To Geoff and Dawn for organising and running the reatreat – you two work immensely hard not only on Asylum Ghost Tours but Cohesion Press as well. You two rock. (Special shout out to Mandy and Leah for all they did over the five days as well.)

Now I’m going to list the writers at the retreat – they are an amazing bunch and you really should be reading their work. They’re incredible and diverse storytellers, and there should be something in here for everyone.

Kylie Chan

Devin Madson

Marty Young

Andrew McKiernan

David Schembri

Fiona Shearer.

And for all those writers out there, find a retreat, a place that evokes inspiration and puts you around others who not only share your passion to create, but will encourage and badger you to do so.

Whispers in the Void

A couple of months ago, Mark Lawrence launched this year’s Battle of the Bards competition ‒ write a flash fiction piece (300 words or fewer), for a chance to win signed books from some of the giants in the grimdark/fantasy genre.

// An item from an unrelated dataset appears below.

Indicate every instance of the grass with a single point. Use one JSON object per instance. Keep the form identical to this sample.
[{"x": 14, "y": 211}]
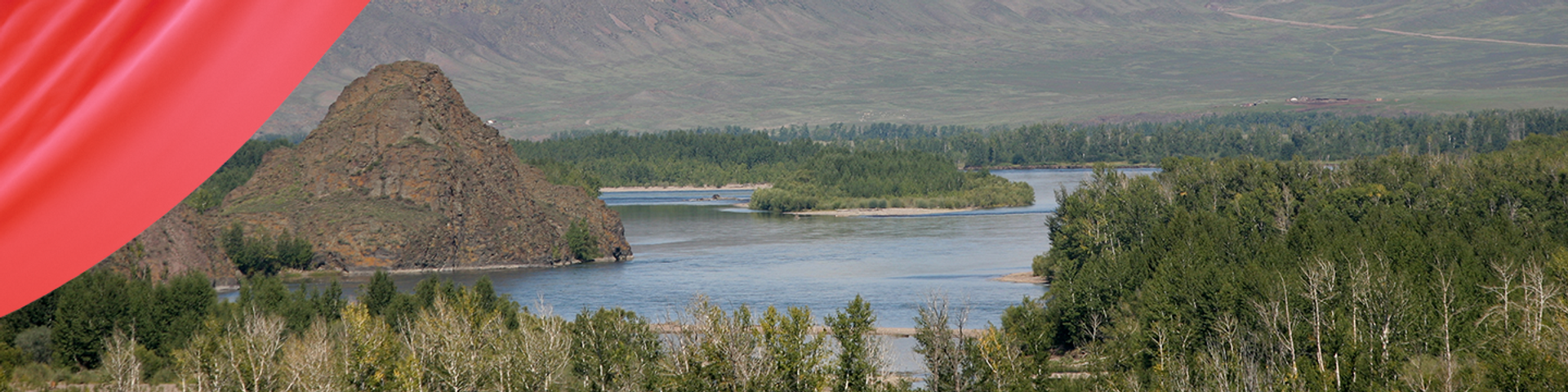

My friend, Devin Madson, won that comp with her incredible piece ‒ Between Lanterns and Corpses. It’s a brilliant story, and I was so chuffed she’d won. You can read it here, along with the short-listed entries. For those familiar with Devin’s work, this story is set within her Vengeance trilogy universe, and this post explains the origin of the winning flash piece. You should be reading her work, she’s quite the storyteller!

I, too, gave the competition a whirl, but alas, no free books. While a ‘loss’ in the literal form, it was a win in the time-to-write column. Yes, it’s only 300 words (good words, I think), but it was more the act of creativity that soothed my soul ‒ that’s always a win.

The story I wrote has also brought into sharper focus one of the characters of my WiP, so I’ve gained another win (two ticks in the win column ‒ I’m on a roll!). Writing tight forces those essential traits, the… trueness of a character and lets the world see it.

So, if you’ve read this far, then perhaps you can read another three hundred words.

Whispers in the Void

Wren knew this wasn’t the last of the dead they would stitch beneath her skin. This night the soothsayer would be forged into the finest jewel, and Wren would carry that hateful woman for all time. Already the sickly-sweet scent of roasting flesh clogged her throat.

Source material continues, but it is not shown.